Add file.csv({typed: "auto"}) option that uses inferSchema #360

tophtucker · 2023-03-18T22:57:36Z

Since 2020, file.csv and file.tsv have allowed you to pass {typed: true} to apply d3.autoType, which looks line by line and tries to guess the types. More recently, the data table cell has introduced an internal inferSchema function, which instead looks at a sample of rows and picks the most frequent type.

This introduces a new {typed: "auto"} option, which calls inferSchema and then coerces all rows to that schema, allowing FileAttachment calls to match the behavior of the data table cell. It also uses that new "auto" option in loadChartDataSource.

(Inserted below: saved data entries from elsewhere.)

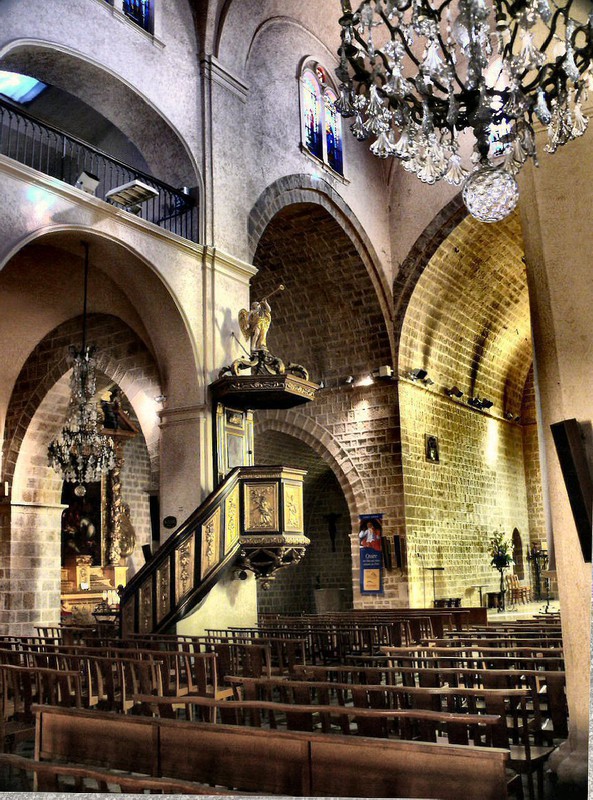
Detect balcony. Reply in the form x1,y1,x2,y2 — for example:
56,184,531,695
0,96,197,243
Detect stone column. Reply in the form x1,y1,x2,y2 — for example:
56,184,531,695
519,120,593,789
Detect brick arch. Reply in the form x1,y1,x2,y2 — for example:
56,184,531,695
254,410,368,530
392,193,466,367
3,314,162,492
247,174,393,355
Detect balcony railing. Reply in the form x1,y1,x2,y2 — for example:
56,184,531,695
0,97,197,242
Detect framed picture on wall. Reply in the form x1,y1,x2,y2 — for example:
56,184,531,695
425,434,439,463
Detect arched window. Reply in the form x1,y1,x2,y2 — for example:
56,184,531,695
300,62,344,176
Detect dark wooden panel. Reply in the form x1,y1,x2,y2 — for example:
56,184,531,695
551,418,593,562
310,737,509,800
158,720,311,795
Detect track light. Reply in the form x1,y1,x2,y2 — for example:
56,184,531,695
371,365,394,380
344,375,354,385
408,368,427,381
105,179,159,213
75,171,100,195
445,386,464,399
468,397,494,411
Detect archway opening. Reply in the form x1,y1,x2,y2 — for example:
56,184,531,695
255,430,353,614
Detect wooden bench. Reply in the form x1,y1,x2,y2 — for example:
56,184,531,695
34,704,513,799
0,751,235,793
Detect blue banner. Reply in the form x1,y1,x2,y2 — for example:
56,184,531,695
359,514,383,594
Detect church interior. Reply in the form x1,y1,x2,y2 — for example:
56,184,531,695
0,0,591,797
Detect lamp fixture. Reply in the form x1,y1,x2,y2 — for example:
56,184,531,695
445,385,464,398
75,171,100,196
408,368,428,381
344,375,355,384
47,243,116,497
371,364,394,379
468,396,494,410
105,179,159,212
335,1,593,222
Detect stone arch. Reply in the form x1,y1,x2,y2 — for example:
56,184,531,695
247,174,394,358
3,314,162,496
392,193,466,370
254,410,368,530
0,40,201,192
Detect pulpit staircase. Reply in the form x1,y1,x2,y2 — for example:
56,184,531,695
119,465,307,635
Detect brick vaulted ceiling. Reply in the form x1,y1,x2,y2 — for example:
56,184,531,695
252,203,392,386
399,212,531,417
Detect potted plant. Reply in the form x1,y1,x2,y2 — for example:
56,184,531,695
489,531,514,611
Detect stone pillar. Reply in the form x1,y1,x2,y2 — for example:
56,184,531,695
1,503,62,636
519,122,593,789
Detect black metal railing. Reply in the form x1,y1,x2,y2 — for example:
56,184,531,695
0,97,197,242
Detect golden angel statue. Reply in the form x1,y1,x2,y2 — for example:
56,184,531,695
238,285,284,352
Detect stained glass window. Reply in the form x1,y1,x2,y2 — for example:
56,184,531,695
325,90,343,175
302,71,323,161
300,63,343,176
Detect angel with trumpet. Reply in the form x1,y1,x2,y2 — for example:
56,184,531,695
239,284,284,353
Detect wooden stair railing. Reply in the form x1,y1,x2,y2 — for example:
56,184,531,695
119,466,307,635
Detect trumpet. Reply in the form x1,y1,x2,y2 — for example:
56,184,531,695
261,284,285,302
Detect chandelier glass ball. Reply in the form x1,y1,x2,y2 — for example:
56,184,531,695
462,166,519,221
335,0,593,221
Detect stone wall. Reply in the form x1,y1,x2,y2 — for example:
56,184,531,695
399,382,530,607
521,365,546,548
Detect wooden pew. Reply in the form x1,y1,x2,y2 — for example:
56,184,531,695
0,751,235,794
34,704,513,799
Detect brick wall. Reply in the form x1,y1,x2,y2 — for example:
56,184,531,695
119,405,153,578
254,431,353,614
252,202,409,609
400,382,531,606
521,365,546,547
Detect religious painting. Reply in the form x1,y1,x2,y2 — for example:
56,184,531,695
425,434,440,463
244,483,278,532
359,514,384,595
60,480,103,566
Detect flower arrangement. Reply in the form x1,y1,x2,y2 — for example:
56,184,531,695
489,531,514,571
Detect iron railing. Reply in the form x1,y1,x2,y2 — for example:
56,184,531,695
0,97,197,242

This duplicates a couple lines of the __table function…

stdlib/src/table.js

Line 621 in 89f2700

const types = new Map(schema.map(({name, type}) => [name, type]));

stdlib/src/table.js

Line 630 in 89f2700

source = source.map(d => coerceRow(d, types, schema));

…but, since that has some other logic for overriding types, I didn’t bother refactoring anything for now.

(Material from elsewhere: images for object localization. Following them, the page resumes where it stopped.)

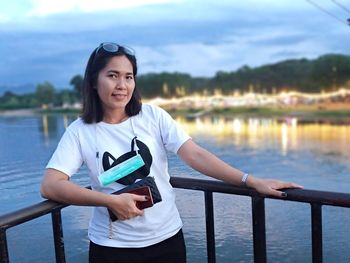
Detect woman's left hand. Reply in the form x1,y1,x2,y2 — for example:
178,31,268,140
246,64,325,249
248,177,303,197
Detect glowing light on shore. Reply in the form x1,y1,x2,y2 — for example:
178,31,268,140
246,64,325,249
146,88,350,109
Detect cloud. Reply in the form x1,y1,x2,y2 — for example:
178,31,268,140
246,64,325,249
27,0,182,16
0,14,10,22
0,0,349,89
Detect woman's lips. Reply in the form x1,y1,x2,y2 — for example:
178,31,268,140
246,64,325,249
112,94,127,100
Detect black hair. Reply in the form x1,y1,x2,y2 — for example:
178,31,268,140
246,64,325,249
81,46,142,123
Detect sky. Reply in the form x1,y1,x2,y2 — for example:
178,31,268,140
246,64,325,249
0,0,349,91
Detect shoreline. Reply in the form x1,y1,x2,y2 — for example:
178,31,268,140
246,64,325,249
0,107,80,116
166,104,350,120
0,108,41,117
1,105,349,120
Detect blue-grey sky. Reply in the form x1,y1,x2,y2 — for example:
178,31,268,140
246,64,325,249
0,0,349,90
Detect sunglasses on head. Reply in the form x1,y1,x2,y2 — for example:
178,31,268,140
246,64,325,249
95,42,135,56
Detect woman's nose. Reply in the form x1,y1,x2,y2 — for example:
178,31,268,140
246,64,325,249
116,77,126,89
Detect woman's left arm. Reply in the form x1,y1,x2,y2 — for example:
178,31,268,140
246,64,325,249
177,139,303,197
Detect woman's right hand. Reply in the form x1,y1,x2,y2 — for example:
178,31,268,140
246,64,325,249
108,193,148,220
41,169,149,220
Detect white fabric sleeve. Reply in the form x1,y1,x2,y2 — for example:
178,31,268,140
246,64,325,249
157,107,191,153
46,127,83,177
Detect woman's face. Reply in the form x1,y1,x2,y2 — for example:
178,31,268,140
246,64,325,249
96,55,135,116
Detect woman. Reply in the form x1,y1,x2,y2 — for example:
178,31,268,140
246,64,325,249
41,42,302,263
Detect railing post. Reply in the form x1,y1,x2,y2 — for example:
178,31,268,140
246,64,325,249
311,204,323,263
252,196,267,263
204,191,216,263
0,229,9,263
51,209,66,263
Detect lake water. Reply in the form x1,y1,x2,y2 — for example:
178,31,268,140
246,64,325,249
1,113,350,262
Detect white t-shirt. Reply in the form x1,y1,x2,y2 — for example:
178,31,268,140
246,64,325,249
46,104,191,247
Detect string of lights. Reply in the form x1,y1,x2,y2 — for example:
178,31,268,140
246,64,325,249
147,88,350,109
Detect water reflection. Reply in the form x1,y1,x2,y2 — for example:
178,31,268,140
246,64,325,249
176,116,350,157
1,113,350,262
36,114,350,158
38,114,78,144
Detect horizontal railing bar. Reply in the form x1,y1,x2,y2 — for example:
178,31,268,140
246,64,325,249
170,177,350,208
2,177,350,231
0,200,68,231
1,177,350,263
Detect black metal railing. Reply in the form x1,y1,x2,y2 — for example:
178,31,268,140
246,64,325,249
1,177,350,263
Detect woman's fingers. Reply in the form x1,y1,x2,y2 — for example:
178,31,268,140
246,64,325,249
286,182,304,189
268,189,288,198
255,179,304,198
131,194,150,202
266,179,304,190
110,193,145,220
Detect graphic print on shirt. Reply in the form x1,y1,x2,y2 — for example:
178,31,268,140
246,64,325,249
102,137,153,185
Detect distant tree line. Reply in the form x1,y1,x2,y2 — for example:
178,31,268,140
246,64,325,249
1,54,349,109
0,76,83,110
137,54,350,98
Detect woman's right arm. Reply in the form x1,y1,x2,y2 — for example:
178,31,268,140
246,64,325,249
40,168,147,220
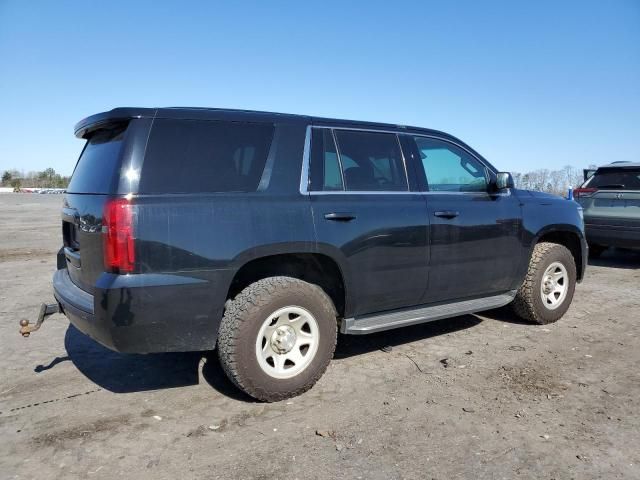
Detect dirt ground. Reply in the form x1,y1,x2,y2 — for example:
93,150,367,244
0,193,639,480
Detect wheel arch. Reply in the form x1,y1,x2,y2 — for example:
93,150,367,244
532,225,587,282
226,247,351,319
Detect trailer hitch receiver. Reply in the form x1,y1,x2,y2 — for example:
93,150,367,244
19,303,59,337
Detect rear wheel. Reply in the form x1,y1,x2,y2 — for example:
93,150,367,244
511,242,577,324
217,276,337,402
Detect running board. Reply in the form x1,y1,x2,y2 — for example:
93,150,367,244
341,291,517,335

Note that, since the existing code only checks for the truthiness of typed, and “auto” is truthy, this could theoretically change the behavior of existing code, if anyone has somehow already said typed: "auto". But I think that’d be very rare!!

mbostock

Pretty good but a few suggestions!

mbostock · 2023-03-19T01:27:16Z

src/fileAttachment.js

+    : (array ? csvParseRows : csvParse));
+  if (typed === "auto") {
+    const source = parse(text);
+    const schema = inferSchema(source);


This is missing one of the things we talked about:

Suggested change

const schema = inferSchema(source);

const schema = inferSchema(source, source.columns);

We already know the columns thanks to dsvParse, so we don’t have to scan them again.

Even better, you could change inferSchema itself so that it peeks at source.columns rather than always defaulting to getAllKeys in the default expression for columns. That might be nice because as it is today, everyone who calls inferSchema has to remember to pass in source.columns if it exists.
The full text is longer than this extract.